Trace L4 M7: schedule the outer harness-improvement loop (event-driven driver, no worker integration)

## Summary

Implement Milestone 7 of the trace-driven harness improvement loop: add a
scheduled / event-driven **outer driver** that runs the existing report →
proposal → follow-through chain (M1 #938 / M2 #939 / M3 #940) on a cadence
**without a human prompting each run**, and **without integrating into the
worker binary**.

**Goal alignment (read first):** per #937's North Star the goal is *durable
harness learning that makes future runs fail less* — **not more automation or
more reports**. This milestone is a *means*, not the goal: it earns its place
only if it raises the rate at which confirmed failures become durable harness
fixes. It is sequenced **after** M5 (#952, durable evidence) and M6 (#953, the
goal-bearing milestone that closes the ratchet), and **may be deferred or
dropped** — a driver that only schedules more reports/issues without raising the
failure→durable-fix conversion rate is the North Star's named anti-pattern.

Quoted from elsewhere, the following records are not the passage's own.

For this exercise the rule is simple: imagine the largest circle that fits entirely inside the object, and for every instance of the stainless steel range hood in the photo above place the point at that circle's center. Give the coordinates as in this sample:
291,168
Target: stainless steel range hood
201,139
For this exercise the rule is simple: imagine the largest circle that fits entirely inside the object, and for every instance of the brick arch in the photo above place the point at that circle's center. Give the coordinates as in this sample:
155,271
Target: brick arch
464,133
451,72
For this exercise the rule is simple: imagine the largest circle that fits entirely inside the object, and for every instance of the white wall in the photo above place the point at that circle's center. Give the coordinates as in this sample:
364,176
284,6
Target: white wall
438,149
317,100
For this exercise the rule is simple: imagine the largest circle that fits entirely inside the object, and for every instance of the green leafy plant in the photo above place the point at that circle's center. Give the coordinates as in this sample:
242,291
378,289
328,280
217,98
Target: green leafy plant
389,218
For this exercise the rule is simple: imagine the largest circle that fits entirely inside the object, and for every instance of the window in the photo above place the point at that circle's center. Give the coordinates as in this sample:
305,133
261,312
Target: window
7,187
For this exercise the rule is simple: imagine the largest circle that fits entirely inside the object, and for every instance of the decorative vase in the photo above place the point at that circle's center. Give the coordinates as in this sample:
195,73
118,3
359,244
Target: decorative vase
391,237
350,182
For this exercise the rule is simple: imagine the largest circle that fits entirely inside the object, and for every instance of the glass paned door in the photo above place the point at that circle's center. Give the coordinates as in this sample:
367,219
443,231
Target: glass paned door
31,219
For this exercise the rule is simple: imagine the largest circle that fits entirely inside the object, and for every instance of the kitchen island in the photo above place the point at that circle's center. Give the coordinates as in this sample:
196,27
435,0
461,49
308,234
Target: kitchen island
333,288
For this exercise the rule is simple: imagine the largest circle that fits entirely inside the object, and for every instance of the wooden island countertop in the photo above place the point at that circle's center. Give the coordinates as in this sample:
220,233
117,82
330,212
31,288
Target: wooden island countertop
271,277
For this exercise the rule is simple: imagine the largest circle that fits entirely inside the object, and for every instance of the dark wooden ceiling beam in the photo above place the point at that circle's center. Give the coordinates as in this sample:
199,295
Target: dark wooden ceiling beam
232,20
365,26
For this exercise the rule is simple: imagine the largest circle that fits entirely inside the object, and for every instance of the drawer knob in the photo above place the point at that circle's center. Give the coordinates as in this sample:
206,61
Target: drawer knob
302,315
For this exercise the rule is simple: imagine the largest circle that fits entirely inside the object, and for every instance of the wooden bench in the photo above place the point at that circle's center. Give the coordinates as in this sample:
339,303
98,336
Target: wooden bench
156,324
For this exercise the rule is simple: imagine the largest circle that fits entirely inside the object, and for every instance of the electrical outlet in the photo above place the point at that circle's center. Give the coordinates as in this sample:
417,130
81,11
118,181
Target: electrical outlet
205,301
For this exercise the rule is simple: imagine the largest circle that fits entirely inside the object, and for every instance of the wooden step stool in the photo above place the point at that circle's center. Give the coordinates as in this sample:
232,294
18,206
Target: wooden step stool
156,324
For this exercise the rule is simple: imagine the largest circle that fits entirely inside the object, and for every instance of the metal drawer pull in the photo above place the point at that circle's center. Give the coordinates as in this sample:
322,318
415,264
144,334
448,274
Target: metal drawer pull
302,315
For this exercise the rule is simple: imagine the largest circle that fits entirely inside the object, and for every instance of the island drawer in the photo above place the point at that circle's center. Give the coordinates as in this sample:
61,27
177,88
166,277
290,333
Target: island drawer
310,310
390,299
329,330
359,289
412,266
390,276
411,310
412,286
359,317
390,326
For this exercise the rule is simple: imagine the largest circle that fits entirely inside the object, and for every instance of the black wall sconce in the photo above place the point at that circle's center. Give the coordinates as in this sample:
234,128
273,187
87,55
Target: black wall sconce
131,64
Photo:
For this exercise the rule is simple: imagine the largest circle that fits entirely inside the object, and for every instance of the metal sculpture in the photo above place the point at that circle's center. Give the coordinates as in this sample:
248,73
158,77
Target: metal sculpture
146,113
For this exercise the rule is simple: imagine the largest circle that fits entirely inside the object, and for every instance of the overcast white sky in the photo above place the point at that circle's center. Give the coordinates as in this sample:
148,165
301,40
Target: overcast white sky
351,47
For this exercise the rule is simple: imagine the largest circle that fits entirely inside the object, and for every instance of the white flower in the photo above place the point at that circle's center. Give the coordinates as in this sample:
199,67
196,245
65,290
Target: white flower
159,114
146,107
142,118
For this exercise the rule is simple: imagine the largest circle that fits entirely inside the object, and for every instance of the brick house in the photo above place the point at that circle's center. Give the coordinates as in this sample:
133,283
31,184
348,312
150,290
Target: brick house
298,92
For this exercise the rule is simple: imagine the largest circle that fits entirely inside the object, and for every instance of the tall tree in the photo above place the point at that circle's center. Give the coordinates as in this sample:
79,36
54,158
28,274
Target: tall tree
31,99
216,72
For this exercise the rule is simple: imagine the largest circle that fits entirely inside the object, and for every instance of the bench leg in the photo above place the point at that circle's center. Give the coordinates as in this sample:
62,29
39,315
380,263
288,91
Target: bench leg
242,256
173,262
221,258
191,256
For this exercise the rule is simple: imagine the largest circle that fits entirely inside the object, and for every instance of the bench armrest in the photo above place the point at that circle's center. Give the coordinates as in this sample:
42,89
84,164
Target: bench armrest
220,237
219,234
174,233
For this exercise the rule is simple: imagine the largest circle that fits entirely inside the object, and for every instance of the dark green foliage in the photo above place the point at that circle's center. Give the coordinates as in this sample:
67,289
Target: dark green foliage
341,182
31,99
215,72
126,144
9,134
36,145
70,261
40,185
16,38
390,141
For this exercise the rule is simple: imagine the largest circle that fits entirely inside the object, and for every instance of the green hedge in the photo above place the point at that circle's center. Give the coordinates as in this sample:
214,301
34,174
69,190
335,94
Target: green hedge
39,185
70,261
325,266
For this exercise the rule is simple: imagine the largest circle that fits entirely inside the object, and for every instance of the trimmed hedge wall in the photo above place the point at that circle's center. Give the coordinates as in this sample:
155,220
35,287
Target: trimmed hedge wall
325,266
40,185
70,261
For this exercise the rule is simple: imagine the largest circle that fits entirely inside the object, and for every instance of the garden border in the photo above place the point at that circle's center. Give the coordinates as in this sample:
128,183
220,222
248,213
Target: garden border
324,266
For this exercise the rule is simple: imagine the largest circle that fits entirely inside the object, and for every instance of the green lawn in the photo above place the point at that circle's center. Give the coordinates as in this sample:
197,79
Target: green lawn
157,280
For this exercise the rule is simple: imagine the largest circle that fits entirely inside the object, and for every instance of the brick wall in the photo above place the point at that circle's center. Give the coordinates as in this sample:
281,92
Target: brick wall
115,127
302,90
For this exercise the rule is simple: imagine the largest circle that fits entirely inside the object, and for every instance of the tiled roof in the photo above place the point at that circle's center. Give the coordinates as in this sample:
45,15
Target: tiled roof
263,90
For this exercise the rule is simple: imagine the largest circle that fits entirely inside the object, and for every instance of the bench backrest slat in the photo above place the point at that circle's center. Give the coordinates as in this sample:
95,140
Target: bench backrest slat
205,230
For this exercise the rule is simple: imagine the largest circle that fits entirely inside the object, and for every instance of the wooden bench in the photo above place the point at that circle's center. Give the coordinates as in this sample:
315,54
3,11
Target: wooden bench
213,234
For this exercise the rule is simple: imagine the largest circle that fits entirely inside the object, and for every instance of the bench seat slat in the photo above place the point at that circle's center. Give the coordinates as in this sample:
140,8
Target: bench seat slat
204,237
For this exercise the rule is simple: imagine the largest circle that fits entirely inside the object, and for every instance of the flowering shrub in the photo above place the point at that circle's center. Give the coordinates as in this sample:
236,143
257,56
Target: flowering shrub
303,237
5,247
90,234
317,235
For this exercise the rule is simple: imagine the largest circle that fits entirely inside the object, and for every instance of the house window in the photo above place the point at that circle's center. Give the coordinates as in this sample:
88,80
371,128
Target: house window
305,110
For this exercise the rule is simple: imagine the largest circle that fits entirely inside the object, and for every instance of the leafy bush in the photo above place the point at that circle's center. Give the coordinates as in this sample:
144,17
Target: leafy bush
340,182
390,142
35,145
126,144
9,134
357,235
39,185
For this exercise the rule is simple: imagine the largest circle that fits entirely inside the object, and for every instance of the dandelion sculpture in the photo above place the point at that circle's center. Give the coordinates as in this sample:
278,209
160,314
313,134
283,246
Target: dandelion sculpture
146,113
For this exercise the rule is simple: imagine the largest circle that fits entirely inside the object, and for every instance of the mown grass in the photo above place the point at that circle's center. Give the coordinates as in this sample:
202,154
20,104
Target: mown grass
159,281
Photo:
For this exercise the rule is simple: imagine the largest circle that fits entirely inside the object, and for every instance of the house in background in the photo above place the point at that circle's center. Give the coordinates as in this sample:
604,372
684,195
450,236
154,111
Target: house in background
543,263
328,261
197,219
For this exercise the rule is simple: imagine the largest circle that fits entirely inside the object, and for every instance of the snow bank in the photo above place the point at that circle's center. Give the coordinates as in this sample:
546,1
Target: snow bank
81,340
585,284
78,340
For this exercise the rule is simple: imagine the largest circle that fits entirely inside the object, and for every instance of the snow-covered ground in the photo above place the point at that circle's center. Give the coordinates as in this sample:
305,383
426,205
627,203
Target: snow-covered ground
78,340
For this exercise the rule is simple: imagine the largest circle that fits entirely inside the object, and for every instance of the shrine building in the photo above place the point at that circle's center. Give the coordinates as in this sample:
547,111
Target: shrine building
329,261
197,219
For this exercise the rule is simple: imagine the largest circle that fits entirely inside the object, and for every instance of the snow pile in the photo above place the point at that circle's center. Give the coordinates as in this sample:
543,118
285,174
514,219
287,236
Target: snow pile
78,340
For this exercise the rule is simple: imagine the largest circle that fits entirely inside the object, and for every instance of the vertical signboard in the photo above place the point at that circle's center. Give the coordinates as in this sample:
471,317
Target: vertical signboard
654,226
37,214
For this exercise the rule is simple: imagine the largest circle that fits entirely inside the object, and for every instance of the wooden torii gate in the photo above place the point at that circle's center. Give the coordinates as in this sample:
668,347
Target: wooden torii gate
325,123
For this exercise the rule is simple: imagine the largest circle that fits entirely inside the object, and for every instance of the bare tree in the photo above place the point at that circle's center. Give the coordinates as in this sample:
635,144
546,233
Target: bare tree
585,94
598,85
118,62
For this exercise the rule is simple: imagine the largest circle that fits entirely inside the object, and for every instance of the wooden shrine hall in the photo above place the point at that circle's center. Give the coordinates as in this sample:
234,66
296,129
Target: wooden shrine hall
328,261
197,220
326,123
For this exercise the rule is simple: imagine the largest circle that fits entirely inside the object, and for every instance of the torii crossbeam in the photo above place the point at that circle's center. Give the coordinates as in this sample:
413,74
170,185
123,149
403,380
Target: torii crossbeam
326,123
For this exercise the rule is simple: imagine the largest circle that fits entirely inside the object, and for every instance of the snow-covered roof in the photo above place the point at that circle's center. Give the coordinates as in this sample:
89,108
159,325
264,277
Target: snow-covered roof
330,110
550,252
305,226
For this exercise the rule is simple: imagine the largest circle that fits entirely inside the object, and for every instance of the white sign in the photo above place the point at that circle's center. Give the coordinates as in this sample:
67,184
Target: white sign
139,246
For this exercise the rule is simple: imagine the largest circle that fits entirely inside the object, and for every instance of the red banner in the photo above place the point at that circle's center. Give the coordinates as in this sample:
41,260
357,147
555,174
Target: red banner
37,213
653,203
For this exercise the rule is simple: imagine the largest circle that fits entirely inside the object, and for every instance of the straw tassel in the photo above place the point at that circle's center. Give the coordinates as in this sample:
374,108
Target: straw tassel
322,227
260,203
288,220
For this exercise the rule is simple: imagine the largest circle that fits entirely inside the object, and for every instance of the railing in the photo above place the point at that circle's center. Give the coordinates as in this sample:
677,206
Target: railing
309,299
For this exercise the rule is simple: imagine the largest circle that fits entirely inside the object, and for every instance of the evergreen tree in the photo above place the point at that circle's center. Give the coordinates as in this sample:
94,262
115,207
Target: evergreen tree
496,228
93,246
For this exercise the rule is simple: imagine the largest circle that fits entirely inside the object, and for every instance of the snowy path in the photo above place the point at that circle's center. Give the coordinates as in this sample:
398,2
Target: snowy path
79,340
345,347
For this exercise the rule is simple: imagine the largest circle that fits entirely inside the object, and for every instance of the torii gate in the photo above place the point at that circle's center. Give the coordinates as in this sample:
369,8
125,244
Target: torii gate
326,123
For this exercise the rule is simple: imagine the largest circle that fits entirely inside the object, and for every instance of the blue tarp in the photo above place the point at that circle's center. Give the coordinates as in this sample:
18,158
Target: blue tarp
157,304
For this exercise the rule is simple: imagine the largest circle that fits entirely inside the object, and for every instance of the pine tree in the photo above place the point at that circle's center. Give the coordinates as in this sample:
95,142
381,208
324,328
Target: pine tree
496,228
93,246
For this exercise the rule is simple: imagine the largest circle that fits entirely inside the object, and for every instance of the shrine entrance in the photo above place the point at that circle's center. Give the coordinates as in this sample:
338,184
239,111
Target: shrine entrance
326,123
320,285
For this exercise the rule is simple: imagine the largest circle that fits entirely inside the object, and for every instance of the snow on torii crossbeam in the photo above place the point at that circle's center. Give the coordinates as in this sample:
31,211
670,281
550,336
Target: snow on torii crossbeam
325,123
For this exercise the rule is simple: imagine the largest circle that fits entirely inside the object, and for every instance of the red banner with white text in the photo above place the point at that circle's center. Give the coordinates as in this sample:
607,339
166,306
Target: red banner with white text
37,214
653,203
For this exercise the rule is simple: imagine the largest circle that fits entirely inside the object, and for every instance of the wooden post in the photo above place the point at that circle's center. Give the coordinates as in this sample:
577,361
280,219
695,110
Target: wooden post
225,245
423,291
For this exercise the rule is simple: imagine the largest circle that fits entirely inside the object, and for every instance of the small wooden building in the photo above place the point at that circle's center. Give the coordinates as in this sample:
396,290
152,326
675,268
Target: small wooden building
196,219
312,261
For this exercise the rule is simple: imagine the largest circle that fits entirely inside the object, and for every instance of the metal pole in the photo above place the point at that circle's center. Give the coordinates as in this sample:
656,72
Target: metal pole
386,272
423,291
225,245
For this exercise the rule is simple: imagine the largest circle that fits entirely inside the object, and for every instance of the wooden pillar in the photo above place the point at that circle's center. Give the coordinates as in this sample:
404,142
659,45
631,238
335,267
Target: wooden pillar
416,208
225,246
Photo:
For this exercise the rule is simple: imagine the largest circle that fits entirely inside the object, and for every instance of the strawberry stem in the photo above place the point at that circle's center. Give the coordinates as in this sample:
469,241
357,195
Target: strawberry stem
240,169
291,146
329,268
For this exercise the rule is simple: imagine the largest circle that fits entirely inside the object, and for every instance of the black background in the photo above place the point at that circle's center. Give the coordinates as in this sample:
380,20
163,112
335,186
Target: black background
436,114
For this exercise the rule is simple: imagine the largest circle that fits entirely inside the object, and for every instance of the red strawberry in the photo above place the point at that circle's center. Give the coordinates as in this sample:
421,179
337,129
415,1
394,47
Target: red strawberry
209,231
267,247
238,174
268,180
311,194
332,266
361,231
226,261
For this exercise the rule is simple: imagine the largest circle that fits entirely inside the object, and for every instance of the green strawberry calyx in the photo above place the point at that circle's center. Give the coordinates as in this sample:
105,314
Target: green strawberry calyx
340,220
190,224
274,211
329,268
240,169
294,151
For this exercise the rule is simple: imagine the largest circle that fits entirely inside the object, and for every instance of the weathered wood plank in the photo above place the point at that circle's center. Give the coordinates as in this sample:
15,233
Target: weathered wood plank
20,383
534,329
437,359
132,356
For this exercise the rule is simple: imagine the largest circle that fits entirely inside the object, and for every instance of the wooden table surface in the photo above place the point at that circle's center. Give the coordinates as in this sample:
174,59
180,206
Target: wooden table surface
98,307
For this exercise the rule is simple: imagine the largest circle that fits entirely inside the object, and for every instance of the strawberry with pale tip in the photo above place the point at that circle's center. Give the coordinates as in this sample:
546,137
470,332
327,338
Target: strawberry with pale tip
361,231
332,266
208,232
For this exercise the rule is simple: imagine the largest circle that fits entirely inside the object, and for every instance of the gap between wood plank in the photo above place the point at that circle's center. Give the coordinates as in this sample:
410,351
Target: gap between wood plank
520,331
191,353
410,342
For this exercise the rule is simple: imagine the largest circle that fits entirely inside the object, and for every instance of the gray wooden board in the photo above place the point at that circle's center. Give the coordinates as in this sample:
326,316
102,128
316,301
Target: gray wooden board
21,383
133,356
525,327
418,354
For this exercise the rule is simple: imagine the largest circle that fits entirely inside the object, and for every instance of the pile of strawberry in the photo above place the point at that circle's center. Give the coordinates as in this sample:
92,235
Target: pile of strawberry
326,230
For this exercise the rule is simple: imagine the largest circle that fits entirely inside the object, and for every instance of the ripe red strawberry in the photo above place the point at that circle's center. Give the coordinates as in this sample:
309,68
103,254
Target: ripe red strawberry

The driver is **operator-side product tooling**: it runs in the environment
that runs the aiops worker, consumes **that deployment's** evidence, and
proposes changes to **the operator's target repo**. It is not part of, and does
not act on, the aiops-platform source repo's own development harness.

Part of #937. This is the concrete realization of the "Outer-agent automation
later" step already foreseen in #931's recommended sequence (step 3). Design
source of truth: `docs/design/trace-driven-harness-improvement.md`.
Depends on #940 (M3) and #941 (M4) — both merged — and on **M5** (#952, durable
evidence) and **M6** (#953, ratchet closure); sequenced last. Follow-up to #931
/ PR #936.

## Problem — operator toil, not a missing goal

M1–M4 delivered the loop's *artifact-production* half: given evidence,
`scripts/trace-harness-report.py` produces grouped clusters, issue/draft-PR
proposals (schema `trace-harness-report/v3`), and advisory evaluator candidates.
Every connective step is manual today: capture worker stderr, run the report,
run `jq`, open the issue, dispatch the follow-through agent. That manual toil is
real friction, but reducing it is a convenience, not the loop's purpose — the
purpose (durable learning that closes the ratchet) is M5 (#952) + M6 (#953). The
loop-engineering sources name automation as a separate loop level, not the goal:

- LangChain L3 event-driven loop: "Schedules, webhooks, cron jobs… trigger
  agent runs **without a human manually prompting each one**."
  (`docs/research/2026-06-16-langchain-art-of-loop-engineering.md`)
- Zach Lloyd's outer loop: "**A scheduled agent** reviews those records… and
  opens a diff." (`docs/research/2026-06-16-zach-lloyd-self-improving-skills.md`)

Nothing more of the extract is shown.